How does the fact that Ukrainians are white and European figure into the reactions of Israelis and American Jews? Does this tell us anything about how American Jews respond to the plight of Palestinians in the West Bank and Gaza?

QUESTION 2:

“The more the Israelites were oppressed, the more they increased and spread out, so that the Egyptians came to dread the Israelites.” (Exodus 1:12)

Most of us have watched Ukrainian President Volodymyr Zelensky with admiration. His powerful encouragement of his people’s resistance has proved inspiring across Europe and North America, and we have responded by supplying arms and organizing economic resistance. By contrast, many regard those who have organized resistance among Palestinians as criminals, and efforts to organize political, nonviolent resistance have met with overt hostility within the Jewish community. Are not Ukrainians and Palestinians both struggling for freedom, democracy and self-determination? How do we explain the difference?

QUESTION 3:

“A new king said to his people, “Look, the Israelite people are much too numerous for us. Let us deal shrewdly with them, so that they may not increase; otherwise in the event of war they may join our enemies in fighting against us.” (Exodus 1:9-10)
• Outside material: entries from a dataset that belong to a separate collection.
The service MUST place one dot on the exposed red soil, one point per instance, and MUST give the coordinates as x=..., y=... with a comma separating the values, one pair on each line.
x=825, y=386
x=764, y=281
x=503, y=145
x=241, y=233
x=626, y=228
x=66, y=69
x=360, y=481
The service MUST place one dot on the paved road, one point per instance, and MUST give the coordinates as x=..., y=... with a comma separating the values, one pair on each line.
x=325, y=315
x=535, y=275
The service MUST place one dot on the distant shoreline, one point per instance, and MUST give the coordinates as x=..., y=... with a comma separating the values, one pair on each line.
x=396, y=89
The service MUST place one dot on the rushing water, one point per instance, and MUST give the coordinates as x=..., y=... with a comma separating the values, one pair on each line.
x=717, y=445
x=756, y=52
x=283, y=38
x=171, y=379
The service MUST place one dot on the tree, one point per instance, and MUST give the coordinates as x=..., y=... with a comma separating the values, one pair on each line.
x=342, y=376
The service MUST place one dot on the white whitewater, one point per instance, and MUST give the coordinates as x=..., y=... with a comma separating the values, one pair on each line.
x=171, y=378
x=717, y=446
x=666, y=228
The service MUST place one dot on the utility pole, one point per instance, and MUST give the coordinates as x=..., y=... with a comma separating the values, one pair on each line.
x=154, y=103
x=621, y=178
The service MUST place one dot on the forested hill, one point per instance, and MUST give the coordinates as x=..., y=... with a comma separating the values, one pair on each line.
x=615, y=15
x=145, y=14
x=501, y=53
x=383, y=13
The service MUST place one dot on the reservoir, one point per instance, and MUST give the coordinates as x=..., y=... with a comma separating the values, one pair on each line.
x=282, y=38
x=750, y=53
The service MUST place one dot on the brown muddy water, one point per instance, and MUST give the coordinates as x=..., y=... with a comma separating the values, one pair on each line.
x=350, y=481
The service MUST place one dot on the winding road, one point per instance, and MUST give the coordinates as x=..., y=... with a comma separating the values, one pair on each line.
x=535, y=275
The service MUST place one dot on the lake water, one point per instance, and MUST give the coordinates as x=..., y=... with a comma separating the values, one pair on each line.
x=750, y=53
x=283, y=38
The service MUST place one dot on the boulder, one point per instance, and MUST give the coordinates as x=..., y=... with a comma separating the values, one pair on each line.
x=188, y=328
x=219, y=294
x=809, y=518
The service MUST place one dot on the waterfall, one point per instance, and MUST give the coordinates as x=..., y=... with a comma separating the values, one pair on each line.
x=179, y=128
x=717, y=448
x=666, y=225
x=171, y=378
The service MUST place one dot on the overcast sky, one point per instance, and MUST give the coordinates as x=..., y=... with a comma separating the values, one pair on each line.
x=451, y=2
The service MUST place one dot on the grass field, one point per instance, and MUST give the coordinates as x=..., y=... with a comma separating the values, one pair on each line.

While the occupation of the West Bank and Gaza are the result of hostilities with Jordan, Syria and Egypt in 1967 and 1973, the Palestinians are not Jordanian, Syrian or Egyptian. How do we justify their subjugation? Can we work together to remove the obstructions to a two-state solution?

QUESTION 4:

“This is what I desire … to let the oppressed go free; to break off every yoke.” (Isaiah 58:6)

In this context, how do you view the seizure of Palestinian lands to expand Israeli settlements? How would you like to reshape discussion about Israel and Palestinians in the American Jewish community? In Israel?